President Trump just called his face-to-face with President Xi in Seoul “a 12 out of 10,” capping the kind of diplomatic theatre traders love (and the crypto market desperately needs).
In a whirlwind of positive headlines, the White House announced a reduction in tariffs on Chinese imports following President Trump’s high-profile meeting with President Xi in Seoul. Trump also claimed that major progress had been made on issues like rare earth minerals.
At the time of writing, Chinese officials had yet to make any public commitments regarding export policies. For now, the truce narrative is being driven by Washington, as markets weigh whether the meeting is a real relief after months of escalating trade tensions.
Tariff Truce: Real Relief, or Temporary Peace?
For the moment, hopes are tentatively flying. Trump says tariffs on Chinese goods will be lowered to 47%. Perhaps more importantly for the tech sector, China will delay its planned restrictions on rare earth minerals.

Trump also announced that tariffs on Chinese products used to make the opioid fentanyl will drop from 20% to 10%, with Beijing pledging sharper domestic controls on the drug’s export.
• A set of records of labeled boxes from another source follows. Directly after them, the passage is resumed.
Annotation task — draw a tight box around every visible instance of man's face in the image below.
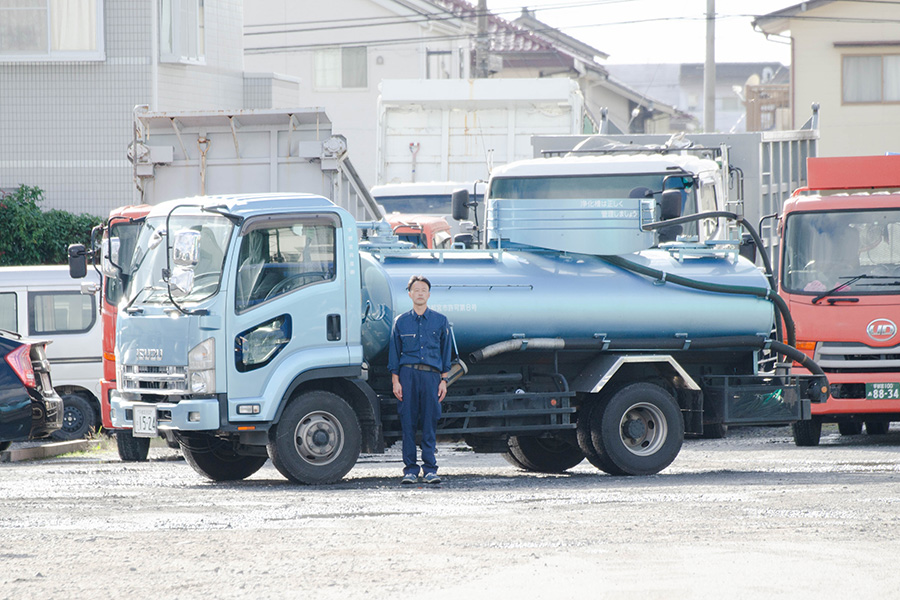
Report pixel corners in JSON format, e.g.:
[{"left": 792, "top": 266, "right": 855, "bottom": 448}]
[{"left": 409, "top": 281, "right": 431, "bottom": 306}]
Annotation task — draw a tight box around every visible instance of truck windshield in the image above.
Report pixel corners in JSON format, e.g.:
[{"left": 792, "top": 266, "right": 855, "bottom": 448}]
[
  {"left": 782, "top": 209, "right": 900, "bottom": 296},
  {"left": 105, "top": 219, "right": 143, "bottom": 306},
  {"left": 126, "top": 214, "right": 234, "bottom": 304},
  {"left": 490, "top": 173, "right": 700, "bottom": 234}
]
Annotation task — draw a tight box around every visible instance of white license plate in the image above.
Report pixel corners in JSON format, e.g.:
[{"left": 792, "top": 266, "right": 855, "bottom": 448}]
[
  {"left": 866, "top": 382, "right": 900, "bottom": 400},
  {"left": 131, "top": 404, "right": 159, "bottom": 437}
]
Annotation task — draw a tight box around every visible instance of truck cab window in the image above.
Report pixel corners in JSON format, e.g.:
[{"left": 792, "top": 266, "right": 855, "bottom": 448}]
[
  {"left": 0, "top": 292, "right": 19, "bottom": 332},
  {"left": 235, "top": 220, "right": 335, "bottom": 312}
]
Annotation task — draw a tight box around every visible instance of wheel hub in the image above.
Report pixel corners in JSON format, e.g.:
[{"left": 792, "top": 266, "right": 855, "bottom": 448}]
[
  {"left": 294, "top": 411, "right": 344, "bottom": 465},
  {"left": 622, "top": 419, "right": 647, "bottom": 440}
]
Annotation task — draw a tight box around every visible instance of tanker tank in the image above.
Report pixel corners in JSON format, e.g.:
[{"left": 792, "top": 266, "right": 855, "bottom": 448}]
[{"left": 360, "top": 250, "right": 774, "bottom": 361}]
Meanwhile, agricultural markets got their own sugar-coating, with China promising to immediately ramp up imports of US soybeans.
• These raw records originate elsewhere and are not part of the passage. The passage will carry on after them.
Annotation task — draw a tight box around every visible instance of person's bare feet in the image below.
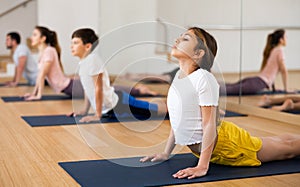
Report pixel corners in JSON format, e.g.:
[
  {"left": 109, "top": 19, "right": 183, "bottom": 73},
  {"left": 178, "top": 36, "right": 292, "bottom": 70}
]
[
  {"left": 257, "top": 95, "right": 271, "bottom": 107},
  {"left": 271, "top": 99, "right": 294, "bottom": 111}
]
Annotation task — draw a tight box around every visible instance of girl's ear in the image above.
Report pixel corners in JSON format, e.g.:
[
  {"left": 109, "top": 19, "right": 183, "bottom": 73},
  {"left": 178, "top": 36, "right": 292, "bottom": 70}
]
[
  {"left": 85, "top": 43, "right": 92, "bottom": 52},
  {"left": 41, "top": 36, "right": 47, "bottom": 42},
  {"left": 193, "top": 49, "right": 205, "bottom": 61}
]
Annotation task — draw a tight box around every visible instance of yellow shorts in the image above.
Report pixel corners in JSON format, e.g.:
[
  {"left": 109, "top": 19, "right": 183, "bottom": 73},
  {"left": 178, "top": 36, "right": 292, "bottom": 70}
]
[{"left": 196, "top": 121, "right": 262, "bottom": 166}]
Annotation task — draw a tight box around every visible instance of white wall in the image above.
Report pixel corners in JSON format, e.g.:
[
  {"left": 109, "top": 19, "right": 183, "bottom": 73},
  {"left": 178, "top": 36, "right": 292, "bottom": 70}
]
[
  {"left": 8, "top": 0, "right": 300, "bottom": 74},
  {"left": 158, "top": 0, "right": 300, "bottom": 72},
  {"left": 0, "top": 0, "right": 37, "bottom": 55}
]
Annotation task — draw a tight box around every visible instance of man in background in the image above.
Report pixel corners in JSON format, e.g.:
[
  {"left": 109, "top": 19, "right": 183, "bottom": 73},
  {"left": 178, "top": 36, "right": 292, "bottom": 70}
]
[{"left": 6, "top": 32, "right": 38, "bottom": 87}]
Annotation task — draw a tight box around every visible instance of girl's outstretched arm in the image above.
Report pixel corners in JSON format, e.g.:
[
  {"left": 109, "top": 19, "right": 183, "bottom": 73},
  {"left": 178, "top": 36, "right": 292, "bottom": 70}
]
[
  {"left": 140, "top": 129, "right": 175, "bottom": 162},
  {"left": 173, "top": 106, "right": 217, "bottom": 179},
  {"left": 80, "top": 73, "right": 103, "bottom": 122}
]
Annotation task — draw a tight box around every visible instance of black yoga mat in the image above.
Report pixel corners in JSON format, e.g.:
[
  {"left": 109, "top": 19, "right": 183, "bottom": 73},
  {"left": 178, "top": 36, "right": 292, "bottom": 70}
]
[
  {"left": 1, "top": 95, "right": 74, "bottom": 102},
  {"left": 21, "top": 115, "right": 168, "bottom": 127},
  {"left": 262, "top": 106, "right": 300, "bottom": 114},
  {"left": 59, "top": 154, "right": 300, "bottom": 187}
]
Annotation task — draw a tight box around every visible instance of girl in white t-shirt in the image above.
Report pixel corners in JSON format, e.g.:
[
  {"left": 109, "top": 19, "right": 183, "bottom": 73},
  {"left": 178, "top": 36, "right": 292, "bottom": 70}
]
[
  {"left": 140, "top": 27, "right": 300, "bottom": 179},
  {"left": 70, "top": 28, "right": 167, "bottom": 122},
  {"left": 24, "top": 26, "right": 83, "bottom": 100}
]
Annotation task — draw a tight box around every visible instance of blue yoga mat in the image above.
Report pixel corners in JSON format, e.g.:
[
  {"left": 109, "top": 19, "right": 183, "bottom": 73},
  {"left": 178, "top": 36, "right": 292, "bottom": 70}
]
[
  {"left": 1, "top": 95, "right": 78, "bottom": 102},
  {"left": 59, "top": 154, "right": 300, "bottom": 187},
  {"left": 21, "top": 115, "right": 168, "bottom": 127}
]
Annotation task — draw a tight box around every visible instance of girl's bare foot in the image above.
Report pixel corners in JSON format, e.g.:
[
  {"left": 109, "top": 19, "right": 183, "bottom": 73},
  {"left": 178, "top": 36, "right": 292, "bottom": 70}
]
[
  {"left": 257, "top": 95, "right": 271, "bottom": 107},
  {"left": 271, "top": 99, "right": 294, "bottom": 111}
]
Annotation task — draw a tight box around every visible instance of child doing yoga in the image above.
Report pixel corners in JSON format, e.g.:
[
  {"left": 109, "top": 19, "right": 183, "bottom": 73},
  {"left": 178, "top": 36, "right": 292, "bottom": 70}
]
[
  {"left": 71, "top": 28, "right": 167, "bottom": 122},
  {"left": 140, "top": 27, "right": 300, "bottom": 179}
]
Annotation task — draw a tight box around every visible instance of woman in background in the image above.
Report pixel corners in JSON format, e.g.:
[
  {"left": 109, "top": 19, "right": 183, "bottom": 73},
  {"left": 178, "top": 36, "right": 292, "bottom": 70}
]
[{"left": 220, "top": 29, "right": 288, "bottom": 95}]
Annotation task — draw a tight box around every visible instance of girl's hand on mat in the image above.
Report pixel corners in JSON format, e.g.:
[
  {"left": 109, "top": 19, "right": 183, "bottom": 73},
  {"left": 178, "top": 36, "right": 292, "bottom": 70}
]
[
  {"left": 67, "top": 110, "right": 87, "bottom": 117},
  {"left": 140, "top": 153, "right": 169, "bottom": 162},
  {"left": 173, "top": 166, "right": 208, "bottom": 179},
  {"left": 24, "top": 95, "right": 41, "bottom": 101},
  {"left": 21, "top": 93, "right": 32, "bottom": 98},
  {"left": 79, "top": 116, "right": 100, "bottom": 123}
]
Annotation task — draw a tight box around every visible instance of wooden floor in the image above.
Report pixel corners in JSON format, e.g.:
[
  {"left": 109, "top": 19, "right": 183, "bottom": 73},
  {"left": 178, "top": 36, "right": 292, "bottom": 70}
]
[{"left": 0, "top": 73, "right": 300, "bottom": 187}]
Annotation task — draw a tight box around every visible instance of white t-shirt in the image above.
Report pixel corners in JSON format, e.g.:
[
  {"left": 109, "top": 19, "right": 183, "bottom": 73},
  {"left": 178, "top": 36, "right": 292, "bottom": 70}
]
[
  {"left": 13, "top": 44, "right": 38, "bottom": 85},
  {"left": 78, "top": 53, "right": 119, "bottom": 114},
  {"left": 167, "top": 69, "right": 219, "bottom": 145}
]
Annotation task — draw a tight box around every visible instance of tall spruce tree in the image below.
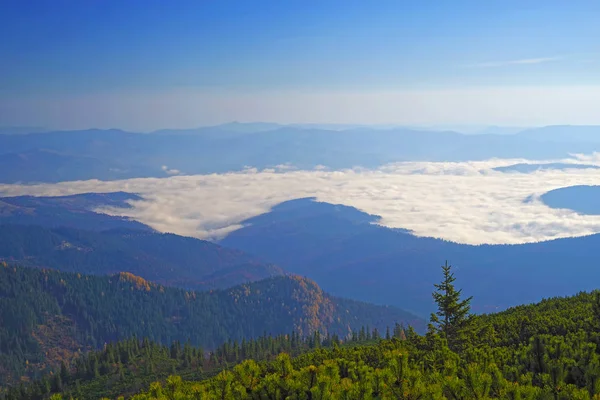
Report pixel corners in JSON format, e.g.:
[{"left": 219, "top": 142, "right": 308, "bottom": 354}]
[{"left": 431, "top": 261, "right": 473, "bottom": 351}]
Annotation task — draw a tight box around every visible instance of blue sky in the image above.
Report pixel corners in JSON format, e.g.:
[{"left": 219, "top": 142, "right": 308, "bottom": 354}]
[{"left": 0, "top": 0, "right": 600, "bottom": 130}]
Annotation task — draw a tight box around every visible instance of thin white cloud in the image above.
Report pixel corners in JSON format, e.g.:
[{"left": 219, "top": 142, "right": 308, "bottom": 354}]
[
  {"left": 0, "top": 83, "right": 600, "bottom": 131},
  {"left": 0, "top": 160, "right": 600, "bottom": 244},
  {"left": 161, "top": 165, "right": 181, "bottom": 175},
  {"left": 469, "top": 57, "right": 563, "bottom": 68}
]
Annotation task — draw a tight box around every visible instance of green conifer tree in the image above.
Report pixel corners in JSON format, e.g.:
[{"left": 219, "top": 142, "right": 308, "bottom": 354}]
[{"left": 431, "top": 261, "right": 473, "bottom": 351}]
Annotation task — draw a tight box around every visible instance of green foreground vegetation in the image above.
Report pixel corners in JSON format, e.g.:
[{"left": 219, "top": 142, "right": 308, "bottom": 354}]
[{"left": 5, "top": 265, "right": 600, "bottom": 400}]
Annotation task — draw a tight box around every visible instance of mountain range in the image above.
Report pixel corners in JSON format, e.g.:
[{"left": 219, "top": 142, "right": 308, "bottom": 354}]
[
  {"left": 0, "top": 123, "right": 600, "bottom": 183},
  {"left": 0, "top": 263, "right": 424, "bottom": 385},
  {"left": 220, "top": 198, "right": 600, "bottom": 315}
]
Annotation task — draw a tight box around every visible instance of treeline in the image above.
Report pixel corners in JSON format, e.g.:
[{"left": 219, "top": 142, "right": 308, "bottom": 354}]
[
  {"left": 0, "top": 324, "right": 405, "bottom": 400},
  {"left": 0, "top": 263, "right": 418, "bottom": 385},
  {"left": 113, "top": 265, "right": 600, "bottom": 400}
]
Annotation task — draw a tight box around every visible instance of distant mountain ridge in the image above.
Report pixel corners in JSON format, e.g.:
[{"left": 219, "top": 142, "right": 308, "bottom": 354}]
[
  {"left": 0, "top": 192, "right": 153, "bottom": 231},
  {"left": 220, "top": 199, "right": 600, "bottom": 315},
  {"left": 0, "top": 224, "right": 283, "bottom": 290},
  {"left": 540, "top": 185, "right": 600, "bottom": 215},
  {"left": 0, "top": 123, "right": 600, "bottom": 183}
]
It’s music to the ears of risk assets in a week when they needed it most, after the crypto market fell on a moderately hawkish Fed and almost $500 million in BTC ETF outflows yesterday.
A Moody October for the Crypto Market
This week has been a bruiser for the crypto market and crypto prices. After last night’s Federal Reserve rate cut, the second this quarter, Fed Chair Jerome Powell took to the podium and promptly doused hopes for anything more in December.
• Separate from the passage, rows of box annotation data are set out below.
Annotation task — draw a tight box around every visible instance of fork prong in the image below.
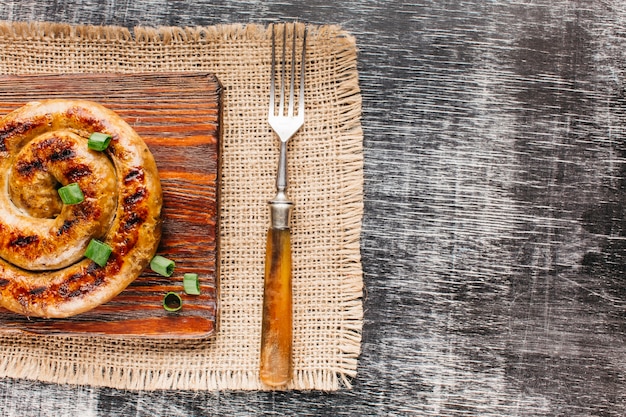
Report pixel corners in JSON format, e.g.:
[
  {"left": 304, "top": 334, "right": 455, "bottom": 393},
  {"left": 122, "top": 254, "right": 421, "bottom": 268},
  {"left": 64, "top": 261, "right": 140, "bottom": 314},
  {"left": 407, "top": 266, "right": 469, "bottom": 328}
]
[
  {"left": 267, "top": 24, "right": 276, "bottom": 117},
  {"left": 278, "top": 24, "right": 287, "bottom": 116},
  {"left": 287, "top": 22, "right": 296, "bottom": 117}
]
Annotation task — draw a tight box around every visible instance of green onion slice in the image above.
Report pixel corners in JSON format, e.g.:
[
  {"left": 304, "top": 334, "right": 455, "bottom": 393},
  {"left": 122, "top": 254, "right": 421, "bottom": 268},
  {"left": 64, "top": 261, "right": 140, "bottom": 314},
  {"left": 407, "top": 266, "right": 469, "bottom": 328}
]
[
  {"left": 163, "top": 292, "right": 183, "bottom": 311},
  {"left": 150, "top": 255, "right": 175, "bottom": 277},
  {"left": 87, "top": 132, "right": 111, "bottom": 151},
  {"left": 183, "top": 274, "right": 200, "bottom": 295},
  {"left": 85, "top": 239, "right": 113, "bottom": 266},
  {"left": 58, "top": 182, "right": 85, "bottom": 204}
]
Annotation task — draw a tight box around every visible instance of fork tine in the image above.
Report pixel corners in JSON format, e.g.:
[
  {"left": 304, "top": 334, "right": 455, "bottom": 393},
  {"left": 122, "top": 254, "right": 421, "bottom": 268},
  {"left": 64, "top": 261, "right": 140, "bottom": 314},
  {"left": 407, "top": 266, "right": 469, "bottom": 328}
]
[
  {"left": 288, "top": 22, "right": 296, "bottom": 117},
  {"left": 267, "top": 24, "right": 276, "bottom": 116}
]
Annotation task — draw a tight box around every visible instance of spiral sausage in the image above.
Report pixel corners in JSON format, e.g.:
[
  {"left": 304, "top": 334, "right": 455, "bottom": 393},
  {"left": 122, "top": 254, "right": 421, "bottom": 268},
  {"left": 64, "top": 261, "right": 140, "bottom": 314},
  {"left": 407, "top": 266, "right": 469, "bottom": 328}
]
[{"left": 0, "top": 100, "right": 162, "bottom": 317}]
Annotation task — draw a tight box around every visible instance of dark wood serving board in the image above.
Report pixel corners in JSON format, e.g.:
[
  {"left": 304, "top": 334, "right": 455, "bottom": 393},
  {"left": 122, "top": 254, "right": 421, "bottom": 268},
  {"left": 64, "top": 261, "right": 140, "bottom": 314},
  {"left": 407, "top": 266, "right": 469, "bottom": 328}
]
[{"left": 0, "top": 73, "right": 221, "bottom": 338}]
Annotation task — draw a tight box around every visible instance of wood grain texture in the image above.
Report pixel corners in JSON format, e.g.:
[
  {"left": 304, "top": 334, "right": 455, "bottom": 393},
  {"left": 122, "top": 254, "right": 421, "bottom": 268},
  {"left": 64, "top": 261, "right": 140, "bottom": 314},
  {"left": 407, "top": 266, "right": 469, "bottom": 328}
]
[
  {"left": 0, "top": 0, "right": 626, "bottom": 417},
  {"left": 0, "top": 73, "right": 221, "bottom": 338}
]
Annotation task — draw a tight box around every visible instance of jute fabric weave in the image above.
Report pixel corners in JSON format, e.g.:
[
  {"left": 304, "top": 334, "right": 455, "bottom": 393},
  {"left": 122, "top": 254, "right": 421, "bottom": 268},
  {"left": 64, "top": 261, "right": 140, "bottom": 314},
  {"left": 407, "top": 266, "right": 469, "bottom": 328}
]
[{"left": 0, "top": 22, "right": 363, "bottom": 390}]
His words? “A further reduction… is not a foregone conclusion, far from it.” That declaration sent stocks and crypto tumbling as the dollar firmed and traders marked down odds for further easy money.
Bitcoin tumbled 4% after Powell’s remarks, briefly losing grip of $109,000. Ethereum slipped below $4,000 as ETF outflows also weighed on the market; more than half a billion dollars exited the sector in a day, led by BTC withdrawals.

Many analysts see this as a standard turbulence sell-off. But no one waiting for fireworks from Powell was celebrating. Gold, meanwhile, retreated below $4,000 an ounce as well, mirroring investors’ broader retreat from riskier assets.
The Pivot: Is the Crypto Rally Just Getting Started?
Now, with the dust of the Powell letdown barely settled, attention swings back to geopolitics. Could the Trump-Xi tariff detente breathe new life into risk assets and crypto prices? It’s not a crazy question. The crypto market tends to surge on de-escalation in US-China spats, especially where global trade and supply chains intersect with the blockchain economy.
Still, the narrative has changed: monetary policy is no longer the sole driver. This new round of geopolitical honeymoon, no matter how fragile, is the story traders are watching. ETF outflows might keep a lid on immediate price surges, but the prospect of lower trade frictions and a pause in the economic saber-rattling from Washington and Beijing could support a broader risk rally, from stocks to crypto to commodities.
Road Ahead: Hope and Hurdles
Of course, there’s no guarantee this truce lasts. The details remain murky (and subject to the next tweet or headline). Rare earths, fentanyl, and farm goods have all been bargaining chips before. But for today, risk-takers finally have a solid headline tailwind: a major escalation is now off the table, if only for a while.
The crypto market, after a week of policy punches, might finally be off the mat. The charts say “maybe.” As always, the next move belongs to macro. Until then, the rally will be measured one diplomatic handshake (and one tweet) at a time.